There are all kinds of bikes you could ride in the city – and some which you shouldn't — but as far as a serious commuting rig is concerned, I think it boils down to the two types you can see above: vintage steel road bikes and hybrid bikes.
Their main distinguishing difference is riding stance; a road bike you ride stretched out, while a hybrid you ride with a more upright posture. Choosing the one that is right for you means finding your preferred trade-off between speed and comfort.
The case for stretching out
Road bikes are designed to go fast. Since most of your pedal power goes into parting the incoming air stream when you're at speed, curved road handlebars are so designed in order to lower the frontal area you present to the wind, which lowers the air drag. In terms of cost and availability, an older lugged road bike made of quality steel tubing from Europe or Japan can be sourced through your local online classifieds at a reasonable cost. In particular, the mid-tier road bikes of the "sports-touring" variety – churned out in the millions during the "Bike Boom" of the 70s – generally feature frame eyelets and braze-ons that make attaching fenders or carriers a snap.
On the flip-side, a road bike can take some getting used to. Road saddles are narrower and longer, exerting more pressure on your pubic bone. Another annoyance is the fact that brake levers are harder to reach if you're not riding in the lower part of the bars, called the drops. Vintage road bike purists may sneer, but swapping out the curved road handlebars for flat bars is a perfectly acceptable upgrade for an urban road bike.
The case for riding upright
Hybrid bikes are the late-80s bastard child of mountain bikes (which are themselves distant relatives of the balloon-tire cruiser bikes your parents rode in their youth). They have a wider range of gears than road bikes, and their beefier saddles are built with more support for your buttocks, since your upright stance leads to a different weight distribution.

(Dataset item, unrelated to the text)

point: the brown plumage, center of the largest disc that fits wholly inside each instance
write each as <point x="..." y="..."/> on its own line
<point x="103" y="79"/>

Another advantage of hybrids is that some are made from lighter materials, such as aluminium. Your back will certainly thank you if you need to lug your ride up and down stairs on the reg. Nonetheless, aluminium bikes can be a harsher ride, because the frame material is stiffer than steel. And while aluminium doesn't soak up bumps in the road the same way that steel does, the wider tires hybrid bikes are generally fitted with do mitigate some of this.
There is no right answer to which type of bike is best for you for daily commuting use. If you're considering joining our ranks, do try out these two different styles, and choose the one (or more than one) that feels right for you. And remember — the optimal number of bikes you should own is always n+1 (where n is the number of bikes you own now).